Un joli sac de viande comme les autres… Michel Franco est cruel. On pourrait lui reprocher de filmer la même abondance de scènes abjectes que Pascal Laugier – ou je ne sais quel réalisateur fréquemment accusé d’être à l’origine d’une violence gratuite. Pour reproduire l’insoutenable inhumanité de certains étudiants à l’origine du bullying, il fallait pourtant bel et bien filmer cette violence sous toutes ses formes. C’était quasiment une nécessité. Il fallait filmer Alejandra comme on aurait filmé un joli sac de viande. Les scènes auxquelles nous assistons sont particulièrement éprouvantes et il est presque impossible d’en sortir de marbre. En assistant à cette torture psychologique, le réalisateur fait de nous des témoins oculaires. Cependant, on ne peut pas témoigner. On ne peut pas empêcher ni prévoir ce qui va se passer. Tout cela relève ainsi de la direction de spectateurs la plus extravagante. Au départ, nous sommes outrés puis, quelques temps après, nous sommes concernés. Ce bullying doit s’arrêter.
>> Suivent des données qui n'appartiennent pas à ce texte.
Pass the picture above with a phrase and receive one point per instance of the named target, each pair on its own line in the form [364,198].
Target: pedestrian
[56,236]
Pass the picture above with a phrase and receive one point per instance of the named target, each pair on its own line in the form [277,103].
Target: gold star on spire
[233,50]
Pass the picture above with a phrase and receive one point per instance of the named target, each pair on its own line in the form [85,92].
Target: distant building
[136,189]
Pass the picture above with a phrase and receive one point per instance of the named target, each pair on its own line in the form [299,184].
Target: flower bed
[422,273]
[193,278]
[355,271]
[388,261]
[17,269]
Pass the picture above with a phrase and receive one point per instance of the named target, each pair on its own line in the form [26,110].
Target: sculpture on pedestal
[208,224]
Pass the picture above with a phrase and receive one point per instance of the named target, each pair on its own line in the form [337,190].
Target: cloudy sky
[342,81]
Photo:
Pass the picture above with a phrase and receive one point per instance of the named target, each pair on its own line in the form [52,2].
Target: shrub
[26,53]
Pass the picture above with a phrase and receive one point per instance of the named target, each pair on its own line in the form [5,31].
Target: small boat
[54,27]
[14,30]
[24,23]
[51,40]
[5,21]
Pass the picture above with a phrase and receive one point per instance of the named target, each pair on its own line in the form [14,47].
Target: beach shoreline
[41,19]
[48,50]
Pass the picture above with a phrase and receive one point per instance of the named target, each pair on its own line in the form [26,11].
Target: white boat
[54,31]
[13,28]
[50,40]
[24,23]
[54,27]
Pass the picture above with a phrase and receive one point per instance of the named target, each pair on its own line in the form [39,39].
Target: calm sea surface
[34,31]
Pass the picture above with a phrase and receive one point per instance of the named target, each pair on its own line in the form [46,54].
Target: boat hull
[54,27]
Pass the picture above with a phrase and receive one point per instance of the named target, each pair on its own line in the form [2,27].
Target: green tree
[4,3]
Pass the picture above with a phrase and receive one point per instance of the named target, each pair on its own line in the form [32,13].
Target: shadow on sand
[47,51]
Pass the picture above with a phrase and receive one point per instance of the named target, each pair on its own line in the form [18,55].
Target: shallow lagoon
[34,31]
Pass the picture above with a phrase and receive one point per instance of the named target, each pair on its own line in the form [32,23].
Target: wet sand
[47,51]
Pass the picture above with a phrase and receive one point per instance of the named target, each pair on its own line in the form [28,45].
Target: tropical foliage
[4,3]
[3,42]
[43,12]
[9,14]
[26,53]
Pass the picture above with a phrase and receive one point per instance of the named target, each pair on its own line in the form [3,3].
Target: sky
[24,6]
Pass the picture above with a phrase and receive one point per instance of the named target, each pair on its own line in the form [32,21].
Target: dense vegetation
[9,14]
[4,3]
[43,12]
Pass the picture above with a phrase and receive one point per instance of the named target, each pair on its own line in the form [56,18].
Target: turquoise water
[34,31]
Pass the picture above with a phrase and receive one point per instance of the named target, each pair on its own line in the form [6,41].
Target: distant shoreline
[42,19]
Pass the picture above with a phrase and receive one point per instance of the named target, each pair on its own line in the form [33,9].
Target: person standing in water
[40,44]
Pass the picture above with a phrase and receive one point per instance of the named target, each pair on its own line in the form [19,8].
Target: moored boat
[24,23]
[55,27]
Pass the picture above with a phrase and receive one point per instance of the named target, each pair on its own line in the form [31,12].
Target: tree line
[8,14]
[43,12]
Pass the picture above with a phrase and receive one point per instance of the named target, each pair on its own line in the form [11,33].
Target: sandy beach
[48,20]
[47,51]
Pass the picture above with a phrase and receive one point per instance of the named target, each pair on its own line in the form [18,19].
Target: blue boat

Oui mais non… Mais oui, sauf que non. En plus des nombreuses scènes emplies d’extrême violence, c’est – comme il est dit tout en haut – le changement de partis pris du réalisateur, qui a lieu à plusieurs reprises, qui se montre perturbant. Il n’y a aucune forme d’apologie bien évidemment. Juste quelque chose qui ne nous revient pas et demeure déroutant. À première vue, le réalisateur prend la défense de sa protagoniste et nous choque pour mieux nous interloquer et, de fait, nous faire sentir totalement impliqués. On nous force à ingurgiter une quantité gargantuesque de punitions viles et cruelles et je conçois que le principe ne soit pas apprécié de tous. Cependant, tout cela s’avère bouleversé lors des dernières minutes, où l’image toute entière du film en ressort toute transformée par une morale particulièrement malsaine – encore une fois à la manière d’un Laugier – qui devient alors source de questionnements quant au positionnement du réalisateur.
Pas recommandable à tout le monde, Después de Lucía est un long-métrage percutant que l’on subit en même temps que l’on apprécie tout de même la qualité cinématographique. Un film puissant et maîtrisé.